Here’s more deplorable news about the United States’ prison system. A new report has found that the quality and quantity of food in prisons has declined so severely that ramen noodles have become a precious commodity. The author of the study, Michael Gibson-Light, a doctoral candidate at the University of Arizona’s school of sociology, interviewed nearly 60 inmates in a state prison over the course a year. (The particular prison where the inmates were housed was not identified to protect the inmates’ identity.) What he found was that ramen, referred to as “soup,” is outpacing tobacco in value, even at prisons where cigarettes are banned, with one inmate saying, “People get killed over soup.”

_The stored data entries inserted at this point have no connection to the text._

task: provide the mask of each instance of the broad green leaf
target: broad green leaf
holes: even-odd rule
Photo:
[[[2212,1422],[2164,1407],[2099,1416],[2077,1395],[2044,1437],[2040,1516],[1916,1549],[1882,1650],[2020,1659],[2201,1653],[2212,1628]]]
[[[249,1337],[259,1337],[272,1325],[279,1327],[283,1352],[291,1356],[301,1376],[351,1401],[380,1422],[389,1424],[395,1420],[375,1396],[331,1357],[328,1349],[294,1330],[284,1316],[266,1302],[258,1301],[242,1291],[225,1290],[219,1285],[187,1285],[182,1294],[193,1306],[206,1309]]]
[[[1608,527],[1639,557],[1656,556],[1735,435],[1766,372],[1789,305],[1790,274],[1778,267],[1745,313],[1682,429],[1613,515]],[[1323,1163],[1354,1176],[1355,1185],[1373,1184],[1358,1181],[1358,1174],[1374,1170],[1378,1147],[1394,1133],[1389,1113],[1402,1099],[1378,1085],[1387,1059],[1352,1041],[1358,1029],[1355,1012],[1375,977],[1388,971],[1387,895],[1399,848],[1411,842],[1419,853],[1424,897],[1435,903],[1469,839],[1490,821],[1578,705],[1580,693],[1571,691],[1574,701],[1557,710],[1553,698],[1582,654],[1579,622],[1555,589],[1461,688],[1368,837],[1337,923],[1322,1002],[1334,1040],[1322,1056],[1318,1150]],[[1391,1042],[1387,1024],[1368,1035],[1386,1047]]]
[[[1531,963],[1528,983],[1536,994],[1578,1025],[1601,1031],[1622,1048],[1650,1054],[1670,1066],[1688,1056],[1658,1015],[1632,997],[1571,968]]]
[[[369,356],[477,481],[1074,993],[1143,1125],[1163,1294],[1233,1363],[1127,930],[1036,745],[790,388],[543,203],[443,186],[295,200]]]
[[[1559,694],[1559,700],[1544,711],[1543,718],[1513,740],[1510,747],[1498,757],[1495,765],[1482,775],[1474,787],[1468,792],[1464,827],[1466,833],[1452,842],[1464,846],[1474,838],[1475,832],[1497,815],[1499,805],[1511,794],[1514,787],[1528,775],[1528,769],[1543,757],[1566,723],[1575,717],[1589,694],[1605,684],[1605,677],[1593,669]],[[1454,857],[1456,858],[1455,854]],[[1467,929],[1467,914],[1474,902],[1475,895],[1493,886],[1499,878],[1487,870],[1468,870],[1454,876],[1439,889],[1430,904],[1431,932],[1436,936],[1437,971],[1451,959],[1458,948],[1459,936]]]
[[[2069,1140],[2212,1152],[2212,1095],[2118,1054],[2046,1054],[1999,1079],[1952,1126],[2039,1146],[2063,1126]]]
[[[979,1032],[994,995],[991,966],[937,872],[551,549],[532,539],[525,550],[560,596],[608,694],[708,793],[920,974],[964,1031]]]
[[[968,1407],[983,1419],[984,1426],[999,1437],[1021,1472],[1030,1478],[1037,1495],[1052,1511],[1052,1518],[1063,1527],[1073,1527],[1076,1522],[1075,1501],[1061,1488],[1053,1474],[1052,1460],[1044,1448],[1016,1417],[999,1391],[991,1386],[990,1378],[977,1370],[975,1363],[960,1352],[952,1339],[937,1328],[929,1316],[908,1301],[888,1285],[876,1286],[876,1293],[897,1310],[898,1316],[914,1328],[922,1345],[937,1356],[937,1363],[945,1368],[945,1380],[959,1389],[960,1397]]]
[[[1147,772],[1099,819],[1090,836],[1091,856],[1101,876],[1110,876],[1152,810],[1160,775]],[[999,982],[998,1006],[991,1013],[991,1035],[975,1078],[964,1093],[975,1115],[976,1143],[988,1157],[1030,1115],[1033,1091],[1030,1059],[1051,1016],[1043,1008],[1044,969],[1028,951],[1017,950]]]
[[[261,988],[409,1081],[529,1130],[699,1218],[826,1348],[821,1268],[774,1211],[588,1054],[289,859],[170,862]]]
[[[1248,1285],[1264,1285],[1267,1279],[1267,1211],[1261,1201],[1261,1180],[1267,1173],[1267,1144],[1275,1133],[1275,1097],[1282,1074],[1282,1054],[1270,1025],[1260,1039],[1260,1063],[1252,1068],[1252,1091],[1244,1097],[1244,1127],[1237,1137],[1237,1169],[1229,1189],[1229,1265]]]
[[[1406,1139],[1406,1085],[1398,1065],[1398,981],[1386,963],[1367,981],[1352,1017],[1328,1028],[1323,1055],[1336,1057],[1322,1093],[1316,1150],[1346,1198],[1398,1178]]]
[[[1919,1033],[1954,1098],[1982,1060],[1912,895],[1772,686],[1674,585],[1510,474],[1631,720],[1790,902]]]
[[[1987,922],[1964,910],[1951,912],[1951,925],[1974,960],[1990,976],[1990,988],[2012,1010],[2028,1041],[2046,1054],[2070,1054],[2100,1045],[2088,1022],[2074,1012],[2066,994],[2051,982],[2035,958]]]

According to Gibson-Light, the shift happened after the control of food preparation changed hands from one private firm to another in the early 2000s. Inmates at the prison in question saw their food reduced from three hot meals a day to two hot meals and a cold lunch on weekdays, and just two meals a day on weekends. As a result, prisoners report not consuming enough calories to get them through the day. What food they do eat is so bad correctional officers told Gibson-Light not to eat it because he could get food poisoning, and one officer told him he found a box containing “nasty-looking chickens” marked several times as “not for human consumption.”
As a result, the noodles have become extremely valuable. Ramen costs just 59 cents at the prison commissary, and just two packs can be exchanged for an $11 sweatshirt; one pack will buy you $2 worth of cigarettes; and inmates clean bunks for a pack and gamble with it.